Die Wahl ist getroffen, Gibea wird der Ort, in dem sie übernachten werden. Dort angekommen, erwartet sie ein sehr kühler Empfang. Die erste Bekanntschaft mit dieser Stadt muss dem Leviten kalt angemutet haben nach der überfließenden Gastfreundschaft im Haus seines Schwiegervaters. Hieraus zeigt sich schon das niedrige moralische Niveau der Einwohner von Gibea. Die übliche Gastfreundschaft wird nicht praktiziert. Wo man auf die Befriedigung eigener Bedürfnisse ausgerichtet ist, verliert man die Sorge für die Glieder des Volkes Gottes aus dem Auge und kommt somit nicht dazu, Gastfreundschaft zu erweisen. Das war damals so, das ist heute noch so.
Glücklicherweise werden sie von einem alten Mann bemerkt, der von seiner Arbeit zurückkommt und auf dem Weg nach Hause ist. Der alte Mann lebt dort als Fremdling, genauso wie Lot damals in Sodom. Er stellt zuerst einige Fragen. Das taten die Daniter in Richter 18 auch (Ri 18,3). Dort haben wir angemerkt, dass dem Leviten seine Augen für die Dinge, mit denen er beschäftigt war, geöffnet werden konnten, wenn er gut über Fragen nachgedacht hätte. Das können wir auch hier anwenden. Er erzählt, dass er von „Bethlehem-Juda zur äußersten Seite des Gebirges Ephraim“ reisen will, um zu seinem Haus zurückzukommen.
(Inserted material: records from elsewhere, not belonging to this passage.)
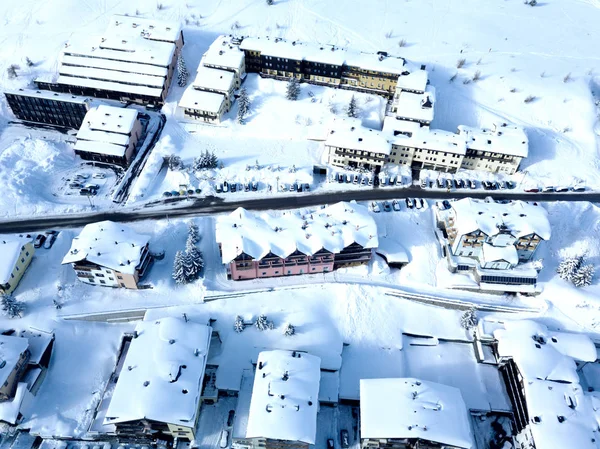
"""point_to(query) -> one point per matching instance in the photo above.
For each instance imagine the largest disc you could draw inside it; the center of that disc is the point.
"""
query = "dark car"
(344, 439)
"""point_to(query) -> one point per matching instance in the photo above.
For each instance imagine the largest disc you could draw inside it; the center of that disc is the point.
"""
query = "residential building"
(406, 413)
(493, 242)
(133, 61)
(158, 393)
(51, 108)
(349, 144)
(109, 254)
(541, 369)
(498, 150)
(284, 403)
(109, 134)
(255, 246)
(17, 252)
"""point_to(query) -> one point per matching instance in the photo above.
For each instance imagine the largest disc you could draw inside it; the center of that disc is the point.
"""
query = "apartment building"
(407, 413)
(133, 61)
(498, 150)
(109, 134)
(158, 393)
(255, 246)
(284, 403)
(493, 242)
(17, 253)
(50, 108)
(109, 254)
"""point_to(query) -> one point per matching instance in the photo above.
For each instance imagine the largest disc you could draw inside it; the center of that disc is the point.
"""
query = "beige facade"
(21, 254)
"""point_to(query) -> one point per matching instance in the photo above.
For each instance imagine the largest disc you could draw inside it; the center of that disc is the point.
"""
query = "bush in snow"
(293, 89)
(238, 324)
(11, 307)
(289, 330)
(182, 73)
(568, 267)
(468, 319)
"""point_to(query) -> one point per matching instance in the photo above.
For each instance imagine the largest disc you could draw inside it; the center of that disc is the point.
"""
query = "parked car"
(39, 241)
(344, 439)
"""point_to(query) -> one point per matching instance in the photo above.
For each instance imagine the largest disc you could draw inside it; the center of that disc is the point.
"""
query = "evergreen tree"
(352, 108)
(293, 89)
(468, 319)
(182, 73)
(243, 105)
(12, 307)
(178, 268)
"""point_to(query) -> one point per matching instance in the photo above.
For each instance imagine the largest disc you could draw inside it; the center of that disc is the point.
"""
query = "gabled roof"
(162, 375)
(108, 244)
(332, 228)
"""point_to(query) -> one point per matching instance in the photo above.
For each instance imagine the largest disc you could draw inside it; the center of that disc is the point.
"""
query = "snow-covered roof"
(544, 354)
(518, 217)
(222, 53)
(200, 100)
(216, 79)
(162, 375)
(152, 29)
(416, 81)
(432, 139)
(332, 228)
(502, 139)
(108, 244)
(285, 397)
(10, 247)
(414, 106)
(350, 134)
(11, 349)
(412, 408)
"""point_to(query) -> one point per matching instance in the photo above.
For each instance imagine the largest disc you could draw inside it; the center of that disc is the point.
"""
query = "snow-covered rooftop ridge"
(518, 217)
(412, 408)
(10, 247)
(332, 228)
(11, 349)
(285, 396)
(350, 134)
(163, 372)
(502, 138)
(326, 54)
(544, 354)
(108, 244)
(193, 98)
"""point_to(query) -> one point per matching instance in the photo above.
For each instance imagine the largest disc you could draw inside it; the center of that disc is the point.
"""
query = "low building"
(284, 404)
(159, 388)
(256, 246)
(349, 144)
(493, 242)
(109, 254)
(17, 252)
(498, 150)
(109, 134)
(50, 108)
(405, 413)
(133, 61)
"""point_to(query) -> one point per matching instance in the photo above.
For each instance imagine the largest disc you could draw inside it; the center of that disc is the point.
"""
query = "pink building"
(257, 246)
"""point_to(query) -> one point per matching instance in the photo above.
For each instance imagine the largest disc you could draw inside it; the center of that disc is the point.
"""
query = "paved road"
(213, 205)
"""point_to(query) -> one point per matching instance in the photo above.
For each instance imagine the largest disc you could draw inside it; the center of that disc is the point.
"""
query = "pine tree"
(352, 108)
(289, 330)
(178, 268)
(182, 73)
(238, 324)
(584, 276)
(468, 319)
(12, 307)
(293, 89)
(243, 105)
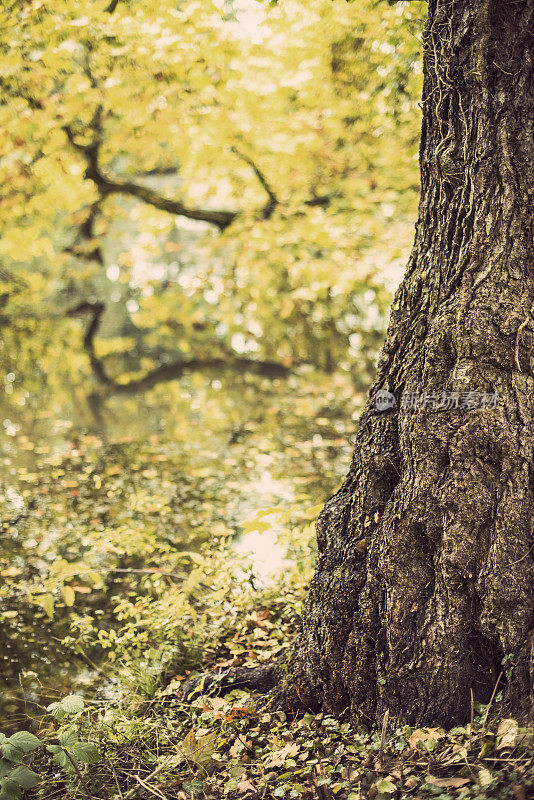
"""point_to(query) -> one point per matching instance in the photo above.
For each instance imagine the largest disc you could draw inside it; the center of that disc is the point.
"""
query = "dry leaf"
(246, 786)
(447, 783)
(279, 756)
(423, 734)
(506, 735)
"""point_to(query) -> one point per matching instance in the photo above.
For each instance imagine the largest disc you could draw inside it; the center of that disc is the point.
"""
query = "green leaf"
(59, 756)
(68, 737)
(5, 767)
(25, 740)
(12, 752)
(57, 710)
(86, 752)
(25, 777)
(73, 703)
(46, 601)
(68, 594)
(10, 790)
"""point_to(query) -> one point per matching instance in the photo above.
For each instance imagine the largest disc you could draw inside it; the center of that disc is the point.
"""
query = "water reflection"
(163, 474)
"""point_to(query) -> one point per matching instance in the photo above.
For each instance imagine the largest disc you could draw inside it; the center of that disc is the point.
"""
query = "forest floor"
(158, 744)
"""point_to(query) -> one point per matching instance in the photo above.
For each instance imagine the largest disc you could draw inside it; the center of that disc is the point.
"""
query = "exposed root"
(261, 679)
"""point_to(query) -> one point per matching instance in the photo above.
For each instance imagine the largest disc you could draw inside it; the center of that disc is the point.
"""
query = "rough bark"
(425, 574)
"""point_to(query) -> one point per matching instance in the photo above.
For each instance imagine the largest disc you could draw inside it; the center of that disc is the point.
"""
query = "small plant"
(15, 776)
(68, 751)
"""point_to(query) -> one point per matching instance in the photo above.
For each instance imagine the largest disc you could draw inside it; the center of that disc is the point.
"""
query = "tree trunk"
(424, 583)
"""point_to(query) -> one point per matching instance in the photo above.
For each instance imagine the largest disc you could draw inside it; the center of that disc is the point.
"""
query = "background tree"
(424, 586)
(179, 192)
Die Umgebung, in die er will, ist die, welche er in Vers 1 verlassen hat. Er fügt hinzu, dass er auf dem Weg zum Haus des HERRN ist, das damals in Bethel oder in Silo stand. Ob er dort bleiben will oder es nur besuchen will, wird nicht deutlich. In jedem Fall fängt sein Gewissen bei der Erwähnung dieser Orte nicht zu reden an. Er wird dadurch nicht an seine Untreue Gott gegenüber erinnert und an das, was mit seiner Frau geschehen ist. Jemand, der mit seinem Gewissen weit von Gott entfernt ist, sieht die Hand Gottes in keinem Umstand mehr. Als er zu erkennen gibt, dass er auf dem Weg zum Haus Gottes ist, kann das sehr gut mit der Befriedigung eines religiösen Bedürfnisses zu tun haben, das aus seinem Gefühl hervorgeht und nicht aus einem Verlangen nach einer Begegnung mit Gott.
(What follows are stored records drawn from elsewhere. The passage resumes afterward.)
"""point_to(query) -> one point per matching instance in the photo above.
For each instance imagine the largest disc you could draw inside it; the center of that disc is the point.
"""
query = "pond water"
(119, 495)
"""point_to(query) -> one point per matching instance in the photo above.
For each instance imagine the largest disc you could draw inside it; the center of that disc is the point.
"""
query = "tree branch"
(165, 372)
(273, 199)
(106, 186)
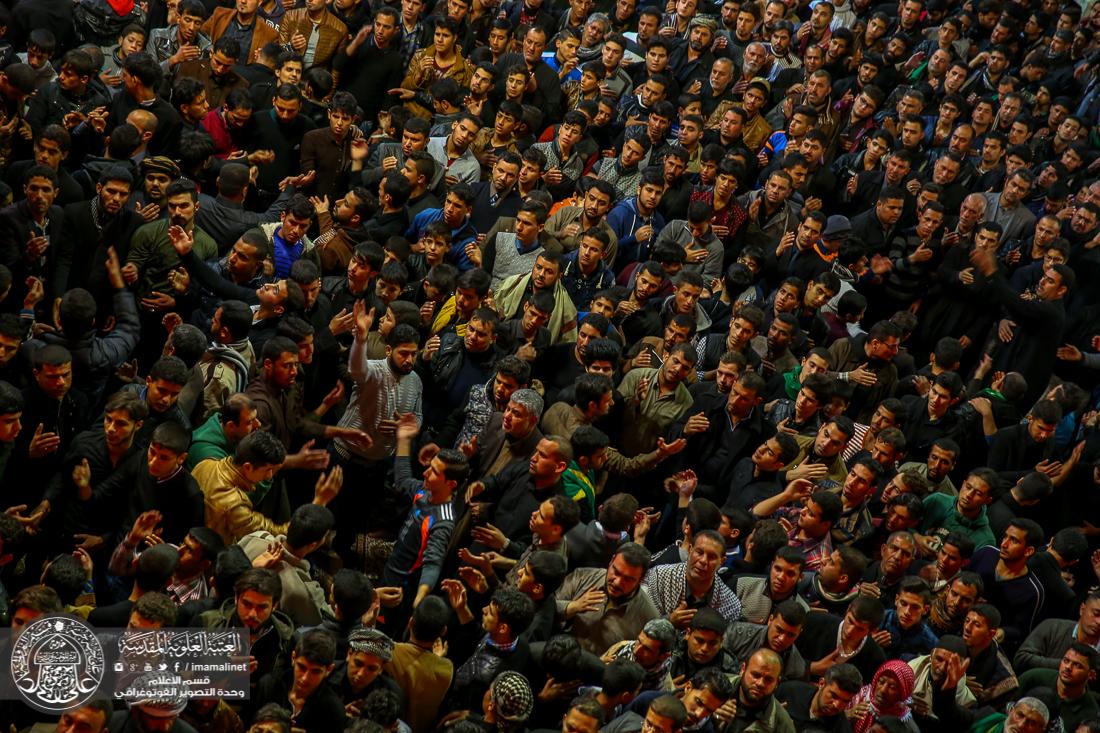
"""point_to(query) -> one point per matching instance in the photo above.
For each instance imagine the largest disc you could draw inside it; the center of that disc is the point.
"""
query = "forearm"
(769, 506)
(122, 559)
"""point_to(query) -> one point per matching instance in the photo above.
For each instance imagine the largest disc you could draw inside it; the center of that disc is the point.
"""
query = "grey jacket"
(677, 232)
(1045, 646)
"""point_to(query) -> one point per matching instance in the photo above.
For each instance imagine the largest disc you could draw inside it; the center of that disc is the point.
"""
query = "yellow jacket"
(228, 504)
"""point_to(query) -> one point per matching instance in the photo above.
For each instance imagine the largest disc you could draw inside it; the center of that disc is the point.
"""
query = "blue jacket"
(460, 237)
(625, 220)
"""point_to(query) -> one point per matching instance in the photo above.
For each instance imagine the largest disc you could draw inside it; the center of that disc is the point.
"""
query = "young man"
(227, 483)
(303, 689)
(421, 544)
(161, 484)
(904, 632)
(253, 608)
(1008, 581)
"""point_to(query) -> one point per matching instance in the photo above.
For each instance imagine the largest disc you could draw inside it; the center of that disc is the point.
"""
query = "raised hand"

Er beklagt sich über den Mangel an Gastfreundschaft. Er benötigt lediglich eine Unterkunft. Weiter hat er nichts nötig, denn was den Rest betrifft, ist er mit allem versorgt. Dennoch wird sich seine Not als größer erweisen, als er denkt. Weil der alte Mann weiß, was in der Stadt vor sich geht, lässt er die Reisegruppe nicht auf dem Platz übernachten, sondern gewährt ihnen eine Unterkunft für die Nacht.
Es scheint so, als ob der Levit ein gutes Plätzchen für die Nacht gefunden hat, denn er kann seinen Wünschen nach Essen und Trinken nachgehen. Aber schon schnell wird deutlich, dass diese Gastfreundschaft keinen Schutz gegen die verderblichen Praktiken der Bürger der Stadt bietet.